One of the most important traits anyone looking to go into sales can possess is coachability.  All of the hiring managers we work with at LaunchSource include a portion that evaluates a candidate’s ability to be coached during the interview process.  Why?  Because they want Business Development Reps (BDR)  that have the potential to  improve over time.  Being coachable requires a set of interpersonal skills that allow an individual to learn, grow and reach their potential.
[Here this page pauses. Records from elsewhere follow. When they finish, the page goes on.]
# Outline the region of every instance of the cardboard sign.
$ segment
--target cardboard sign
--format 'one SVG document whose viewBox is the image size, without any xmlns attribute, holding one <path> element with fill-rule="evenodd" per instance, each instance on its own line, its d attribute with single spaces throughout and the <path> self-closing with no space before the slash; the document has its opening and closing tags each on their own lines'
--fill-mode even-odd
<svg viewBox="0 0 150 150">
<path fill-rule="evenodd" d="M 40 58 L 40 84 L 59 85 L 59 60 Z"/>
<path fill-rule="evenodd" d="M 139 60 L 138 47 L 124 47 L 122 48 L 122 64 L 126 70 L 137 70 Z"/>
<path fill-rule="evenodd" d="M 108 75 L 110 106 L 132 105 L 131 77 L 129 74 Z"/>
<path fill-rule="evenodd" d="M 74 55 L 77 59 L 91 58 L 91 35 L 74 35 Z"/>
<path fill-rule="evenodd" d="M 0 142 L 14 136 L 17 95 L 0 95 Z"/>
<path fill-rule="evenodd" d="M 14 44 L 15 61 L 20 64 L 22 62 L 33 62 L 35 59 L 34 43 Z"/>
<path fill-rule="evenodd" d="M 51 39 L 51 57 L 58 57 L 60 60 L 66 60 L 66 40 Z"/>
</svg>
Here are three simple yet important tips that will help you be more coachable and ultimately set you on the path to becoming a better BDR.

  1. Listening - Sounds obvious, right?  Thing is, there is a huge difference between listening and actively listening.  When you’re receiving advice, criticism or even during a normal conversation it is important to engage in active listening with whomever you’re speaking with.  Don’t just nod your head and agree - it’s important to ask questions, bring up concerns you may have and clarify anything that’s unclear before the end of the conversation.  This will ensure you don’t waste time doing a task incorrectly, prevent the “I told you” conversations and  highlight your intelligence and aptitude.  It should always be a goal to not have to be told the same thing twice.
  2. Responding to Criticism - Most people hate being being told they are not doing something correctly or are not up to standard.  In order to improve yourself and impress your employer, turn it all into constructive criticism.  Take this as an opportunity to learn and improve yourself professionally.  Rather than responding with an excuse or bitterness, pivot your focus to increasing the importance of improving the mistake that may have been brought to your attention.  Your managers want you to succeed and you should use their feedback to help you get ahead. Your success translates to success for them and ultimately success for the company.
  3. Taking Action - So you’ve received a new task, some constructive criticism or a piece of advice from a manager.  Now what?  The most important part is to implement it!  While this sounds simple, many people attempt to take action but ultimately fall back into their old ways.  Even if you don’t find immediate success, stick with it.  Show up early, stay late, work with your manager to become more comfortable and effective with the change they are trying to implement upon you.  This is where you are able to showcase your work ethic and capabilities.  This is where you prove that you are coachable.

This list could have gone on for pages.  It could have contained small, specific insights but ultimately if you are sure to follow these three important guidelines you will be a coachable employee.  This is an aptitude that managers notice, and will ultimately accelerate your growth as a young professional.